Mature on Apple Silicon (M1 / M2 / M3 / M4). On Intel Macs MLX falls
back to its CPU path; supported but rarely the right choice.

## Gotchas

- **Op coverage.** First cut handled MatMul, Binary (Add/Mul/Sub/Div),
  Activation (Gelu/Silu), Cast, Softmax, LayerNorm. Now covers matmul,
  all binary / activation / cast / reduce / softmax / layer-norm /
  RMS-norm, fused attention (SDPA via
  `fast::scaled_dot_product_attention`), pool composition, dot-general,
  selective-scan unroll, calibrated cost model, async commit + sync.
  Anything else returns `MlxError("unsupported op …")` from
  `lower::lower_and_run`. Adding an op means: an entry in `cpp/shim.h`,
  the matching impl in `shim.cpp`, an `extern "C"` decl in `ffi.rs`,
  a wrapper in `ops.rs`, and a match arm in `lower.rs`.
- **Fresh-graph-per-run.** Every `run()` rebuilds the MLX graph from
  scratch. MLX's own trace cache amortizes this, but if you need lower
  per-run latency, the next step is `mlx::compile`-style placeholder
  bindings (track the input/param NodeIds → MLX placeholder handles,
  reuse the compiled graph across runs).
- **F32 I/O default.** Inputs/params come in as `&[f32]` and outputs come
  out as `Vec<f32>`. The shim casts to/from MLX's per-array dtype
  internally (so AutoMixedPrecision still does the right thing inside
  the graph). The runtime trait now exposes
  `set_param_typed(name, &[u8], dtype)` and
  `run_typed(inputs: &[(&str, &[u8], DType)]) -> Vec<(Vec<u8>, DType)>`;
  default impls handle F32 only; the MLX backend overrides with the
  zero-widen path through `Array::from_bytes` / `Array::to_bytes`. CPU
  and Metal inherit the F32 default — they panic for non-F32 typed
  inputs (override is a future PR for those backends).
- **Constants must be F32.** Non-F32 `Op::Constant` payloads error in
  lower.rs — the constant byte format is little-endian f32. Add F16/I32
  constant decoding when a model needs it.
- **Async pipeline:** `commit_no_wait` schedules the lowered graph via
  `mlx::core::async_eval` and stashes the output handles; `sync_pending`
  calls `mlx::core::synchronize` and drops them. `run()` always calls
  `sync_pending()` first, so an explicit run() after a commit is safe.
  No per-stream isolation yet — synchronize() drains every MLX stream.
- **KV-cache pattern:** if an output slot's name is `out{i}` and a
  handle of the same name is bound, `run()` syncs the f32 result back
  into the handle so the next iteration picks it up as input.
- **`run_slots` arena:** the slot path keeps a synthetic `Vec<u8>`
  arena owned by the executable. Outputs are copied into it after each
  `run_slots` call so callers can read results via
  `arena_ptr().add(offset)` without per-output `Vec<f32>` allocations.

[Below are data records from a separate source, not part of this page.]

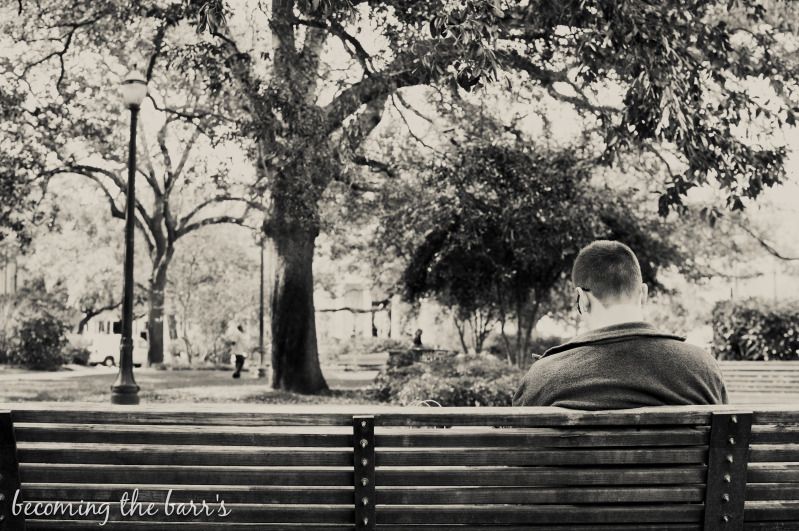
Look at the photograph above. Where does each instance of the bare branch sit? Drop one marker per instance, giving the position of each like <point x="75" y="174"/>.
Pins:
<point x="216" y="220"/>
<point x="375" y="165"/>
<point x="770" y="248"/>
<point x="183" y="159"/>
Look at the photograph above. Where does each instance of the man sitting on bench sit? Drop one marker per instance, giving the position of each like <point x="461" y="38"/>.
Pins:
<point x="621" y="361"/>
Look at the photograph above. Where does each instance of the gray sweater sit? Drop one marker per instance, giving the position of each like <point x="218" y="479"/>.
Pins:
<point x="623" y="366"/>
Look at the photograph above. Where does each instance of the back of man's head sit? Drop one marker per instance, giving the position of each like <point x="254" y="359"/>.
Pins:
<point x="608" y="270"/>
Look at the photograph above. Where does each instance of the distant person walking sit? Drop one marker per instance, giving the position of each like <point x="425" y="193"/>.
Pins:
<point x="417" y="338"/>
<point x="621" y="361"/>
<point x="241" y="347"/>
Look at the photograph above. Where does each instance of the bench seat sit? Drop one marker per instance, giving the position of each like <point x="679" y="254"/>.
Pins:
<point x="349" y="467"/>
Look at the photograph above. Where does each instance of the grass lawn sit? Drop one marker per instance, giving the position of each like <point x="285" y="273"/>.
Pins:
<point x="170" y="386"/>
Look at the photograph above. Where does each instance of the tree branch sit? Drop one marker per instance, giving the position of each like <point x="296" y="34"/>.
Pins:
<point x="771" y="249"/>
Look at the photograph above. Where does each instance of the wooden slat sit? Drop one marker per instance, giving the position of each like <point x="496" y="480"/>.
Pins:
<point x="772" y="511"/>
<point x="539" y="514"/>
<point x="59" y="525"/>
<point x="210" y="475"/>
<point x="239" y="513"/>
<point x="145" y="416"/>
<point x="541" y="476"/>
<point x="251" y="415"/>
<point x="775" y="416"/>
<point x="155" y="434"/>
<point x="774" y="452"/>
<point x="775" y="434"/>
<point x="772" y="491"/>
<point x="771" y="526"/>
<point x="546" y="527"/>
<point x="536" y="437"/>
<point x="517" y="495"/>
<point x="523" y="457"/>
<point x="390" y="496"/>
<point x="157" y="493"/>
<point x="772" y="473"/>
<point x="130" y="454"/>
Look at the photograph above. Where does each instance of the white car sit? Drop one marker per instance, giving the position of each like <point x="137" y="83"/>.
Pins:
<point x="104" y="350"/>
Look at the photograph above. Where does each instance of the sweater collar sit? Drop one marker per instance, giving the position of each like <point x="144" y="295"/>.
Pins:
<point x="613" y="333"/>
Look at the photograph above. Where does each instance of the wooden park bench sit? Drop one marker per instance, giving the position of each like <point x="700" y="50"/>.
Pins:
<point x="772" y="377"/>
<point x="409" y="469"/>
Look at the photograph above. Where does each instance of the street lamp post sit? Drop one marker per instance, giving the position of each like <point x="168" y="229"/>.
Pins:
<point x="125" y="390"/>
<point x="261" y="368"/>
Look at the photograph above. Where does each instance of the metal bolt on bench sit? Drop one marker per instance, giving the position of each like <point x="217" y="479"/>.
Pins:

  Cheaper than `run()` when output sizes are tiny but the per-call
  bookkeeping cost matters.
- **Attention `SlidingWindow` mask:** synthesized host-side as an
  additive `[seq_q, seq_k]` mask (0 where allowed, -inf elsewhere),
  then passed through `fast::scaled_dot_product_attention` with
  `mode="array"`. MLX has no native sliding-window mode.

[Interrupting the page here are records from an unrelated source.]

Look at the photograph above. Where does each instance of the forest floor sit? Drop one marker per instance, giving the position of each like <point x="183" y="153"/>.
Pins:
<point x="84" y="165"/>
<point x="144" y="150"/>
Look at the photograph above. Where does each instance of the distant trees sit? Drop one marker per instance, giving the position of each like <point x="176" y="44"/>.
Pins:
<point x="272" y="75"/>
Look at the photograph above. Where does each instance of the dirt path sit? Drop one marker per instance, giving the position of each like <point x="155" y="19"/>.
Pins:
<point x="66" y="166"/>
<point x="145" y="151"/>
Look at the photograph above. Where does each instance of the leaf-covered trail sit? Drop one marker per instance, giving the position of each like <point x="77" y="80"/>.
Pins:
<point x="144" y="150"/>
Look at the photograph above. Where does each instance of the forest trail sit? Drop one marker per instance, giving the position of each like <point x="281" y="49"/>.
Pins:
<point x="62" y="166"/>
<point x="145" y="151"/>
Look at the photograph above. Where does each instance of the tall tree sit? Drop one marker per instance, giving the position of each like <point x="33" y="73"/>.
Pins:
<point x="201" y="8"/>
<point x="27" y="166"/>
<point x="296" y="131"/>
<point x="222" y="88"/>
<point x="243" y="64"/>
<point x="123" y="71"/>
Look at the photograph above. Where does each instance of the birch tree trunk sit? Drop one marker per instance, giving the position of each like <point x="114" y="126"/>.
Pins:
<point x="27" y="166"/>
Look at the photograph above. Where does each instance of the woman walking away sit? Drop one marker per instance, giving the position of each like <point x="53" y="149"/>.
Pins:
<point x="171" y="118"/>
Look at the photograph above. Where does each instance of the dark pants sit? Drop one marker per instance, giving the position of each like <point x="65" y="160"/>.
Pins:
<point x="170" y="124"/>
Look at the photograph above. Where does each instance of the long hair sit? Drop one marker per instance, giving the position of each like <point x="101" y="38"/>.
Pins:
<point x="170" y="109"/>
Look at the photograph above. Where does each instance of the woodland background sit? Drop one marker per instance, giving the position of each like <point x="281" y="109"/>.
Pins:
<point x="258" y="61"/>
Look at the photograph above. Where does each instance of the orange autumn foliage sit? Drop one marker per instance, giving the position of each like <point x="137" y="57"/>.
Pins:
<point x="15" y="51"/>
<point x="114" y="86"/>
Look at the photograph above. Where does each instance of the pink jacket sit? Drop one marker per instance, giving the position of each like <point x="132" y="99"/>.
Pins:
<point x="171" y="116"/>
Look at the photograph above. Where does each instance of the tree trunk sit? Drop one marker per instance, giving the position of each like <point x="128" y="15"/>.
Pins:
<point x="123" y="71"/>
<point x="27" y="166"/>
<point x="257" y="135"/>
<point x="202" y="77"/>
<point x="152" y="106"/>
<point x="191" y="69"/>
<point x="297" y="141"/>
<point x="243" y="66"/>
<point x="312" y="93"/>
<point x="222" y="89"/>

- **Sample:** temperature scaling + `top_k` filter + `top_p`
  (nucleus) filter + `mlx::random::categorical`. top_k uses `mc::topk`
  for the threshold; top_p sorts descending (via `sort` + negate),
  takes an exclusive cumsum of the sorted probs, masks entries whose
  cumsum < top_p, picks the smallest probability still in that
  nucleus as the threshold, and applies it back to the original
  logits via `where(p >= threshold, logits, -∞)`.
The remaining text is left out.